Questions fréquentes

Faut-il déposer un livre pour obtenir un droit d'auteur ?

Dans de nombreux pays, la protection naît automatiquement lorsque l'oeuvre originale est créée, sans dépôt obligatoire. Un dépôt, un enregistrement ou la conservation de preuves datées peut néanmoins faciliter la démonstration de l'identité de l'auteur et de l'antériorité du texte. Les procédures et leurs effets varient selon les législations.

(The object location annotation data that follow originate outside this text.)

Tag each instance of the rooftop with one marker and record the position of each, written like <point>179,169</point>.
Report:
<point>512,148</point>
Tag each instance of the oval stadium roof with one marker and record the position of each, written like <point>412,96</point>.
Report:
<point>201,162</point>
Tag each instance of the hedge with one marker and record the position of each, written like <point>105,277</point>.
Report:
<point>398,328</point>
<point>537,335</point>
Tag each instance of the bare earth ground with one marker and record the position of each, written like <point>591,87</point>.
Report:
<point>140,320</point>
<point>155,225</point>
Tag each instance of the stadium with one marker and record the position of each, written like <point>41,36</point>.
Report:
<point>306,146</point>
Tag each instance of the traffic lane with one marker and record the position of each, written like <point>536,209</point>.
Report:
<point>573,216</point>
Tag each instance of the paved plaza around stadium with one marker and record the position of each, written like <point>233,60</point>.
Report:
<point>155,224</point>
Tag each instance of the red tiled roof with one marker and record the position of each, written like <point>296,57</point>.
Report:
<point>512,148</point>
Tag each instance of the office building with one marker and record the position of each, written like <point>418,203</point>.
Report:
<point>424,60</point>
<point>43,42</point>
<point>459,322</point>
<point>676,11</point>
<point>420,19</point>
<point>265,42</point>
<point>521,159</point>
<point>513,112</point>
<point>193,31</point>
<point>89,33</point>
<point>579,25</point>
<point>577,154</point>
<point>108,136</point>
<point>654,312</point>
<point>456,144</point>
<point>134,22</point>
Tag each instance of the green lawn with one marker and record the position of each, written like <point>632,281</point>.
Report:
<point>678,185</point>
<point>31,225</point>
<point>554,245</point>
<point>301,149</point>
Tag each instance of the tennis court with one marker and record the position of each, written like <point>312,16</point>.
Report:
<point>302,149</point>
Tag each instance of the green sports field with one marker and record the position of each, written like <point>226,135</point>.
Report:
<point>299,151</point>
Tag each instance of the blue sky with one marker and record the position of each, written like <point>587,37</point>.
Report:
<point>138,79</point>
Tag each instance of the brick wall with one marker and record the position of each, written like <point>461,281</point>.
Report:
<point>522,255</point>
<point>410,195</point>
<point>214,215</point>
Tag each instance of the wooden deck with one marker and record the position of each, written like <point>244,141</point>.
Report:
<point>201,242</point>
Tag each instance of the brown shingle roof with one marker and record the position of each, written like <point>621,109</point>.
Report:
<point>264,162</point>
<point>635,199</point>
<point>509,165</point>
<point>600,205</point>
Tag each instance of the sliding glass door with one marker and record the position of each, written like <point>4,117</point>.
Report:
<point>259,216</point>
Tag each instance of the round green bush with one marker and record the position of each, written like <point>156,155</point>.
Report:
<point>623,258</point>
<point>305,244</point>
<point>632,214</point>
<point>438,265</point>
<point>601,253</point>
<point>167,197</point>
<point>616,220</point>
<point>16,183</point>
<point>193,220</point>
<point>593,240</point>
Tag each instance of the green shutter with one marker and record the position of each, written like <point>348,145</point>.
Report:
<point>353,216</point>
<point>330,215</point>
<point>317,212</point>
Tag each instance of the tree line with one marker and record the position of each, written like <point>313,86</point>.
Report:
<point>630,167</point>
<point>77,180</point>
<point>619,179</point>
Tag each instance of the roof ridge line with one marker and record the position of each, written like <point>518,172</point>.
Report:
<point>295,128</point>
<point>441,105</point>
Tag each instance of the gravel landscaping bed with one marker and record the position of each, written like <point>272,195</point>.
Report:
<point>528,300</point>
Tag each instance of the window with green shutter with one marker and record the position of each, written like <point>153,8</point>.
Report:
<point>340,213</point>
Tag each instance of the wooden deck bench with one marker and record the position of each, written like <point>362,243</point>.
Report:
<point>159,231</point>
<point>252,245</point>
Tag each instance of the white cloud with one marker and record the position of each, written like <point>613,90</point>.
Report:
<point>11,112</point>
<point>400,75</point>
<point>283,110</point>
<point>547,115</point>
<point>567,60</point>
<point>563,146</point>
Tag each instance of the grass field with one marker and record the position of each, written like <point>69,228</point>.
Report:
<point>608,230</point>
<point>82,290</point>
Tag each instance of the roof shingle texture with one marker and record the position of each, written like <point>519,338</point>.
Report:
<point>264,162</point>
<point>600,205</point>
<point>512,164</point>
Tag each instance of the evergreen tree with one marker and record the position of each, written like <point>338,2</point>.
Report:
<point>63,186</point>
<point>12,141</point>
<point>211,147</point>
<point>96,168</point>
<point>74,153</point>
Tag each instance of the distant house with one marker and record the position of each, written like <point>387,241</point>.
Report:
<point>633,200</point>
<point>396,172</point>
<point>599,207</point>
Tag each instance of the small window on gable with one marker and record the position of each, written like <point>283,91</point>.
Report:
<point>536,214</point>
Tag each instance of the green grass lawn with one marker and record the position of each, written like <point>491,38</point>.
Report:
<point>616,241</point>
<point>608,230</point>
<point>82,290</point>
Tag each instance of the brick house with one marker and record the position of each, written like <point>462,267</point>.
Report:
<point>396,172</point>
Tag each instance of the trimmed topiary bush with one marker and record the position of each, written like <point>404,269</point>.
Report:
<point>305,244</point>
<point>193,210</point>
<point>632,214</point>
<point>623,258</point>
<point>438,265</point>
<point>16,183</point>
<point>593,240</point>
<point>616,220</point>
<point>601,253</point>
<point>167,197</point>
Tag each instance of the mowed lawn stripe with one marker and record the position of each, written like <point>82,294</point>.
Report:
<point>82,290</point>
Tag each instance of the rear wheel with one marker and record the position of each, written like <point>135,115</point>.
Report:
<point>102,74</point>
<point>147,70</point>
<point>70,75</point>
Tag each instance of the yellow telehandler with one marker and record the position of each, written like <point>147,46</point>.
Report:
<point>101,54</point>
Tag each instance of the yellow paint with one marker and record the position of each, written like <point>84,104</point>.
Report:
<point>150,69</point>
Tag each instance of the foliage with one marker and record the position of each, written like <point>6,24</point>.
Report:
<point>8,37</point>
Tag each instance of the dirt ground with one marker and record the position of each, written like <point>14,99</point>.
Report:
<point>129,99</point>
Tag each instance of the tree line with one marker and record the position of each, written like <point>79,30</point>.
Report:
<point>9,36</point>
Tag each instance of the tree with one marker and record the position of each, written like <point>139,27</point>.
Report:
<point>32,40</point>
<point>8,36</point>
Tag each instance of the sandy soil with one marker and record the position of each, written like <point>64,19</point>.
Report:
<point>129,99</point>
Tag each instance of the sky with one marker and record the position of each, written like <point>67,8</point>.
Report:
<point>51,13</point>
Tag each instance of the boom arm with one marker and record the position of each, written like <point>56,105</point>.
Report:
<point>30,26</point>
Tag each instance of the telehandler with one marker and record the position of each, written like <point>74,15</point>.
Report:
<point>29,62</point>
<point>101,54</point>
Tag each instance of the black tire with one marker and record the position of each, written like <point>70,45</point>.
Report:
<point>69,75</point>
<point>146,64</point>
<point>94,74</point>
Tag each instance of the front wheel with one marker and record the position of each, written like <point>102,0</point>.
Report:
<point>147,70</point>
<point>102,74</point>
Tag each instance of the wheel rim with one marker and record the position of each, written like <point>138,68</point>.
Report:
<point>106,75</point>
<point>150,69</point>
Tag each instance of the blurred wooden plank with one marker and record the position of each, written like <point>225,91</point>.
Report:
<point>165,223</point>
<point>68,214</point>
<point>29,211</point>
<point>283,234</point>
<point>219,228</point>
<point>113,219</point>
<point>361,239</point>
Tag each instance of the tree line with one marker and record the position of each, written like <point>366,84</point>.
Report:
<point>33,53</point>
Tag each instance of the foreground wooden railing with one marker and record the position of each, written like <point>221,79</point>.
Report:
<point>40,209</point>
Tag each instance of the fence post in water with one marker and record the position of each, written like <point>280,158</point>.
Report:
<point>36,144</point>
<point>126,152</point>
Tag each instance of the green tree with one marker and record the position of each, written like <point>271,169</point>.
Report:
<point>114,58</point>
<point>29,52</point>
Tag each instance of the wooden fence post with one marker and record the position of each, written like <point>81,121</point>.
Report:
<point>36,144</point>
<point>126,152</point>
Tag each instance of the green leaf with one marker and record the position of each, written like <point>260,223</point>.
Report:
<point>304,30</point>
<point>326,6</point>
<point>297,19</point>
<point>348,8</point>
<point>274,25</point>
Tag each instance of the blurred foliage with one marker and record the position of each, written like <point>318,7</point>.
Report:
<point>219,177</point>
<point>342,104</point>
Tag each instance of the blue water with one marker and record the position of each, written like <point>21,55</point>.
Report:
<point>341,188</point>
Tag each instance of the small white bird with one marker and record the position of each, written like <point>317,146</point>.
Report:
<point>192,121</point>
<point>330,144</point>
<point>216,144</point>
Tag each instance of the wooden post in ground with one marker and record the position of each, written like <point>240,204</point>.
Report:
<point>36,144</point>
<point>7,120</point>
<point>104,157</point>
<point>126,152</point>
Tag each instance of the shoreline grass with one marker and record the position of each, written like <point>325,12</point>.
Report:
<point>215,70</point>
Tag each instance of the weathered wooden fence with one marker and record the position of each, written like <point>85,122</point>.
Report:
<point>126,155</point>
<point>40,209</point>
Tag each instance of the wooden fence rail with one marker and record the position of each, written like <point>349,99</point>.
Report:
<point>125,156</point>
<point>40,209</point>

Puis-je publier un extrait de livre en mentionnant l'auteur ?

La mention de l'auteur ne suffit pas toujours. Il faut vérifier si l'oeuvre est protégée, si l'extrait entre dans une exception de citation et si sa longueur, sa finalité et son contexte respectent la loi applicable. À défaut, l'autorisation du titulaire des droits peut être nécessaire.

Une traduction libre de droits peut-elle être protégée ?

Oui. Le texte original peut appartenir au domaine public tandis qu'une traduction récente reste protégée en raison des choix créatifs du traducteur. Pour réutiliser librement un texte traduit, il faut donc examiner séparément le statut de l'oeuvre source et celui de la traduction.

L'éditeur est-il toujours propriétaire du droit d'auteur ?

Non. L'auteur reste généralement titulaire des droits qu'il n'a pas cédés ou concédés. L'éditeur exploite les droits définis dans le contrat, par exemple pour une langue, un territoire, une durée ou un format. La portée exacte dépend du contrat et du droit national.

Un livre du domaine public peut-il être copié sans aucune précaution ?

Pas nécessairement. Le texte original peut être libre de droits patrimoniaux, mais sa traduction, ses illustrations, ses notes, sa mise en page créative ou son édition enrichie peuvent encore être protégées. Les droits moraux et les règles relatives à l'attribution peuvent également continuer à produire des effets selon le pays.

Une utilisation non commerciale est-elle automatiquement autorisée ?

Non. L'absence de profit ne supprime pas automatiquement le droit d'auteur. Elle peut être prise en compte par certaines exceptions ou licences, mais une reproduction, une traduction ou une adaptation non commerciale peut tout de même exiger une autorisation.